This is by far (still) the number one question I am asked by reporters, columnists, other health care providers, etc. That in and of itself shows how far *we* have to go! I tend to be an early adopter of technology —when encountered with a new and intriguing technology I try to figure out if it fits into my workflow, enables my workflow or allows me to be more efficient or even a *better* doctor. It soon became obvious that many social media platforms would fit very easily into my daily workflow.
Contrary to popular belief … I had no *exit strategy* in mind. My decision to further my interests in health care and social media wasn’t a simple conscious decision. As an innately social person — and physician I always enjoyed sharing information with people/patients in my office utilizing various digital or analog modalities. It almost seems as if my foray into social media and health care was simply destined to happen. Did I enter the healthcare and social media intersection for an immediate ROI and an increase in patient load? No! For me—there was a larger purpose that goes all the way back to why I wanted to be a doctor in the first place. It was a far more altruistic endeavor than most believe.
When I initially entered the *intersection* of social media and healthcare , construction of the intersection had only just began. There were a few of us there talking about the possibilities and the enabling nature of the technology — but initially that was it.
It would be many months before some of the many brilliant minds I have met online started to focus their energies, resources and capital which enabled them to break free of what soon became a well populated echo chamber. I teach (and learn) all day. I teach students. I teach residents. I teach nurses. I teach patients (people). I teach attorneys and juries too. It was a logical progression for me to adapt to these online platforms for what seemed to be the purpose of teaching others what I know about Orthopedic Surgery and Healthcare.

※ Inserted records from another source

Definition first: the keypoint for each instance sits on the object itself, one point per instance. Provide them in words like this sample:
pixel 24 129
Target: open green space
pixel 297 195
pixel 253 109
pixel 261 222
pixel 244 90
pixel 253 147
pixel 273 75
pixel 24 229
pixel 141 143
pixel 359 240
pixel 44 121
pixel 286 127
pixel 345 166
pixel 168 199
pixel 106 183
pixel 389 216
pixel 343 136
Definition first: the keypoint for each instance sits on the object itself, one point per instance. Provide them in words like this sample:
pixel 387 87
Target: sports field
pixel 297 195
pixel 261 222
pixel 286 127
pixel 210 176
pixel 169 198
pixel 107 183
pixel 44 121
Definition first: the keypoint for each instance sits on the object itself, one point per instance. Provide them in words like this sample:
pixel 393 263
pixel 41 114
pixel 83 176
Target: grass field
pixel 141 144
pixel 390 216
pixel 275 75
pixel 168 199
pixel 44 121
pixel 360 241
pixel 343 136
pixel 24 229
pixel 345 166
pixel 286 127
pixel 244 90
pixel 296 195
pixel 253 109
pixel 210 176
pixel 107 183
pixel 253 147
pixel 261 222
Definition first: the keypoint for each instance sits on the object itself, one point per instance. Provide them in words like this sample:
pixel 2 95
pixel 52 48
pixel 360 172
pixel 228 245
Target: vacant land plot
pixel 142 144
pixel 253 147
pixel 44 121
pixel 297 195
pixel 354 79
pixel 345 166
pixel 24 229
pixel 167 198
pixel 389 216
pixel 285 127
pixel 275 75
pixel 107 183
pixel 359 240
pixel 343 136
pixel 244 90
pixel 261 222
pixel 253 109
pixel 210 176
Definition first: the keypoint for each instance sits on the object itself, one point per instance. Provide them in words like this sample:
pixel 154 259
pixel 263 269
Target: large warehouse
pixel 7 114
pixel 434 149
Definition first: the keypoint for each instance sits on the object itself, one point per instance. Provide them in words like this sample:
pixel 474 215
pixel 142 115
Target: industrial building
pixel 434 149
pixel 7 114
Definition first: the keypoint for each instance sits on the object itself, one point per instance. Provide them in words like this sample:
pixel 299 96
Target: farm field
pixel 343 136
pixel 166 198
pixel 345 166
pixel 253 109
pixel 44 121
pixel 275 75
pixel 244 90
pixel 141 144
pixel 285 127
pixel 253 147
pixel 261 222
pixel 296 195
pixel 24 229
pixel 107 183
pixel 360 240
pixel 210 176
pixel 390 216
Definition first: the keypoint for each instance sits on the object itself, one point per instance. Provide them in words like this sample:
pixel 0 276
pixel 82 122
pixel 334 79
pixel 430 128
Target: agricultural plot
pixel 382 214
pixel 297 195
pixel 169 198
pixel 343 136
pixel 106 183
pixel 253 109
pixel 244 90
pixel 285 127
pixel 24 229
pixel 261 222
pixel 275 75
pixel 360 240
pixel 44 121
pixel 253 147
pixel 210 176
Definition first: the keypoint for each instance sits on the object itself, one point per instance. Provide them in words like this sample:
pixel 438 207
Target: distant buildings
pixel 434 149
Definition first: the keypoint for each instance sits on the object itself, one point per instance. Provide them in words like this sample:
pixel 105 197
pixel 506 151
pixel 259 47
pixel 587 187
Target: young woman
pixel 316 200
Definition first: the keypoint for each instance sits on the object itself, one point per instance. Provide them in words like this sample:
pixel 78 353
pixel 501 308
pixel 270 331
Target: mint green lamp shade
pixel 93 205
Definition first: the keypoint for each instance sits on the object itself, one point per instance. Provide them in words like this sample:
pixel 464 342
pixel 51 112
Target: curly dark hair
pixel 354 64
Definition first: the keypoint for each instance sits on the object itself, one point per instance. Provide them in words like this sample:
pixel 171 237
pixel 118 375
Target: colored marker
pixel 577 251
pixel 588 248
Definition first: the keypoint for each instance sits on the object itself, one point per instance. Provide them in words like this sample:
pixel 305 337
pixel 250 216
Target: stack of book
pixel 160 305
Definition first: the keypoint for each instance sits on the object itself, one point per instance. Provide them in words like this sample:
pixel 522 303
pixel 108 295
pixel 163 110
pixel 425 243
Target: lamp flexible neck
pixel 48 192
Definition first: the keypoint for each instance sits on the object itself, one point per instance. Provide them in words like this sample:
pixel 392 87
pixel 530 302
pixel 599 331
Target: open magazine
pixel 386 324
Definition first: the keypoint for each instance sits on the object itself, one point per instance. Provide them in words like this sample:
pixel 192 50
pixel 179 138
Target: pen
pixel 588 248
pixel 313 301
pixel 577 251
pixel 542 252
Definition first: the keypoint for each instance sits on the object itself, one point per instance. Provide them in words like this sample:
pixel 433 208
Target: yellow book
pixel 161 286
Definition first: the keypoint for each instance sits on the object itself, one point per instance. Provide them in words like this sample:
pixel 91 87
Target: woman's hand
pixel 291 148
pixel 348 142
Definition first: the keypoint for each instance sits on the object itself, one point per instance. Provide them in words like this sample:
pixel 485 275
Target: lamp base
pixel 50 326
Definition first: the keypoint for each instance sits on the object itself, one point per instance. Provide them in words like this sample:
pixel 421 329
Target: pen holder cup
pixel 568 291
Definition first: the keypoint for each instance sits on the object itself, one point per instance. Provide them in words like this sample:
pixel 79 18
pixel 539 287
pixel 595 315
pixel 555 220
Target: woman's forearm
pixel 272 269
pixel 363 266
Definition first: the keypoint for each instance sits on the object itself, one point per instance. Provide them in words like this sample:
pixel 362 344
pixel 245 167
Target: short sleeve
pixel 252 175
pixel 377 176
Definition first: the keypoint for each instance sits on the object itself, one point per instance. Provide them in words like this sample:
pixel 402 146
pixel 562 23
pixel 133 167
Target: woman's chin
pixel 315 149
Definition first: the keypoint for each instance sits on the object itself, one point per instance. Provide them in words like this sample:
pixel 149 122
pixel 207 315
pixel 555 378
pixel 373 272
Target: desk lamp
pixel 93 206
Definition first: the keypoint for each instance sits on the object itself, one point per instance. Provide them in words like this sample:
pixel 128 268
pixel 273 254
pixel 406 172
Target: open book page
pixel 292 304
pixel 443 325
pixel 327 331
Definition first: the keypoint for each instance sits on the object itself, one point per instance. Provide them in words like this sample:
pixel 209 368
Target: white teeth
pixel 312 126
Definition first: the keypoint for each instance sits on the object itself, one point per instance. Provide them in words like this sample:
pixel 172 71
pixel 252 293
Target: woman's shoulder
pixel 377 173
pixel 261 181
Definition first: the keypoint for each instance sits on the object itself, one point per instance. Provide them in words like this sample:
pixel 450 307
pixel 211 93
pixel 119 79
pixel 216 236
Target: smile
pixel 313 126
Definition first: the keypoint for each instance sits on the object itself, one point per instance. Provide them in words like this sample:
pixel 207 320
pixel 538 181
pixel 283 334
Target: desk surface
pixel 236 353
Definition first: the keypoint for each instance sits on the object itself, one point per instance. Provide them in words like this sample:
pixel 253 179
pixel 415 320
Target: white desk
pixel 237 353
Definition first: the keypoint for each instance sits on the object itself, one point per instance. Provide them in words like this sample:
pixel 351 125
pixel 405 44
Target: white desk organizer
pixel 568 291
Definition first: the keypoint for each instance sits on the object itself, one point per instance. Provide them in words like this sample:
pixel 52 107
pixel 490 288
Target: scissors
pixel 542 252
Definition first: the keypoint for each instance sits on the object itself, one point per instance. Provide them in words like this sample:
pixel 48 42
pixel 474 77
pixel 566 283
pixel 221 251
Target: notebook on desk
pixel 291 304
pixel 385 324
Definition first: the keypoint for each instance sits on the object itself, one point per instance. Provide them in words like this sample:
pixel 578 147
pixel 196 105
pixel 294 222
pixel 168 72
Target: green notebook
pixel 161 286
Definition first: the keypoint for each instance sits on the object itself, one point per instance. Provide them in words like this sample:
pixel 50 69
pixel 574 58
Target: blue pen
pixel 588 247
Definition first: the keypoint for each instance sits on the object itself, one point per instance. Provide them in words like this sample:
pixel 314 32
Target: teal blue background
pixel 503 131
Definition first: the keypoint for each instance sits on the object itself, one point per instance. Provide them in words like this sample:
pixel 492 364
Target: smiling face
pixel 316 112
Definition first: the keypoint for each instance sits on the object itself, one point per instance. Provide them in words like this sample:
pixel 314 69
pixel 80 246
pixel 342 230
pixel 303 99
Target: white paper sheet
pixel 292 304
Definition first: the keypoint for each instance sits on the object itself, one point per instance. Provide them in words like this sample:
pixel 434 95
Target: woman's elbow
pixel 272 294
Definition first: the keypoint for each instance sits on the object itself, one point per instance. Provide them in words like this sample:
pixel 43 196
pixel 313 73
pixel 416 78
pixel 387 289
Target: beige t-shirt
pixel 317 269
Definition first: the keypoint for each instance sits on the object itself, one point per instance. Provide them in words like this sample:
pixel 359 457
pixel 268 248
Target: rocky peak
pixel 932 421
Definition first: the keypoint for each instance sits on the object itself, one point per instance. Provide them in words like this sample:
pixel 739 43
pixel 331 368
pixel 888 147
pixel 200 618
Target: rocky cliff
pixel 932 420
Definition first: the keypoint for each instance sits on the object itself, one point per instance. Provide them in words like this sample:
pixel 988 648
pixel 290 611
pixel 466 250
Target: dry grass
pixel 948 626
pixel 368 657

As I became more comfortable online, I began to initiate searches as if I were a patient. I did not like what I found. I found the majority of the information available to be commercially biased, out-dated, factually lacking, self promotional — and occasionally just plain wrong. That cemented my desire to try and play a larger role in the social media and healthcare community.
As my online presence has evolved I now have the privilege to share what I know with many, many colleagues, interested observers, the press, pharma, commercial clients and patients, too. My affiliations have enabled me to reach audiences all over the world via webinars, live panels or discussions and as an invited lecturer.
Along the way I have also learned a lot! There are many truly wonderful and gifted writers, bloggers and twitter *friends* who love curating content from all over the web to present it in a simple micro-blogging stream that enables me to stay up to date in many areas where I would have fallen behind if it weren’t for those I chose to follow. After all, the only way to improve the value of the content available online is to continually engage with my colleagues, patients and other experts in the field of health care. Furthermore, other health care providers initiate an online presence everyday. Some may elect to establish a digital footprint with a blog or website full of actionable, timely, and factually correct information. The more *good* quality healthcare online content that is available ---the better it is for ALL of us — one day we will look in the mirror and see a patient looking back at us.